In the letter to Patel, solicitors from Duncan Lewis, acting on behalf of Detention Action, said: “So far as Detention Action understands, none of the children who have arrived in the UK by boat are those who are subject to removal, and certainly cannot be subject to removal until basic inquiries are made to ascertain the reason they have come to the UK but not the substantive details of any claim for protection.
“Detention Action therefore has significant difficulties identifying what lawful power that you have for holding the children at the Kent Intake Unit.”
Detention Action also accused Kent County Council of “unlawfully abdicating” its obligations under the law to provide accommodation for children in the area if they are either lost or abandoned, have no one with parental responsibility with them, or have no one to provide them with suitable care or accommodation.
The charity argued that the council also has additional duties to 16- and 17 year-old children to accommodate them “if not doing so would seriously prejudice their welfare”, as well as a power to accommodate under-16s “if it would safeguard their welfare”.

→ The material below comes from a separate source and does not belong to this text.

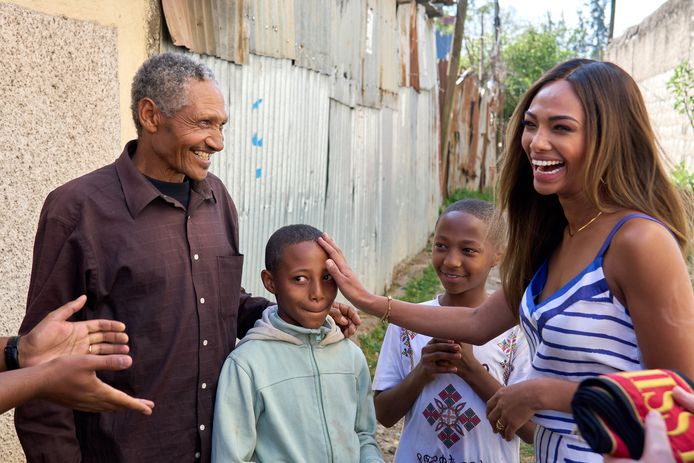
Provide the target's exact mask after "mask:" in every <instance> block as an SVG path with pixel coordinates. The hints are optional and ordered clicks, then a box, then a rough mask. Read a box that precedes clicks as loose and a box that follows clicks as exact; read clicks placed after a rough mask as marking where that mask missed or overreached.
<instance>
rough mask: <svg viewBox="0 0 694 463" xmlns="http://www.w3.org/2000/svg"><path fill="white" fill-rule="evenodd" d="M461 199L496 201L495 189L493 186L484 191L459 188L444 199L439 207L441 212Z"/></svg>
mask: <svg viewBox="0 0 694 463" xmlns="http://www.w3.org/2000/svg"><path fill="white" fill-rule="evenodd" d="M461 199H482V200H484V201H489V202H490V203H493V202H495V200H494V190H493V189H492V188H485V189H484V190H482V191H477V190H466V189H464V188H460V189H458V190H455V191H454V192H453V193H451V194H450V195H449V196H448V198H447V199H446V201H444V203H443V204H441V207H440V208H439V214H440V213H441V212H443V210H444V209H445V208H447V207H448V206H450V205H451V204H453V203H454V202H456V201H459V200H461Z"/></svg>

“These obligations owed by Kent County Council clearly arise in the context of unaccompanied children arriving in the UK,” the letter said.
“On the face of it, it appears to us that in refusing to take the children into its care, Kent is unlawfully abdicating its statutory obligation to care for children in need in their area and further putting the children at risk of harm to their welfare by causing them to be detained and deprived of their liberty in an administrative way without oversight.”
Detention Action said the council also has powers to transfer children to other local authorities if they first take the child in and make a transfer request.
“We fail to see why this process – directed precisely at dealing with pressures that a local authority in Kent’s position may face – cannot be used and why Kent considers it acceptable and lawful to abdicate non-derogable child safeguarding and protection obligations,” the letter said.
A spokesperson for Kent County Council said: “As it is a legal enquiry, it is now in the hands of our lawyers who will respond in due course.”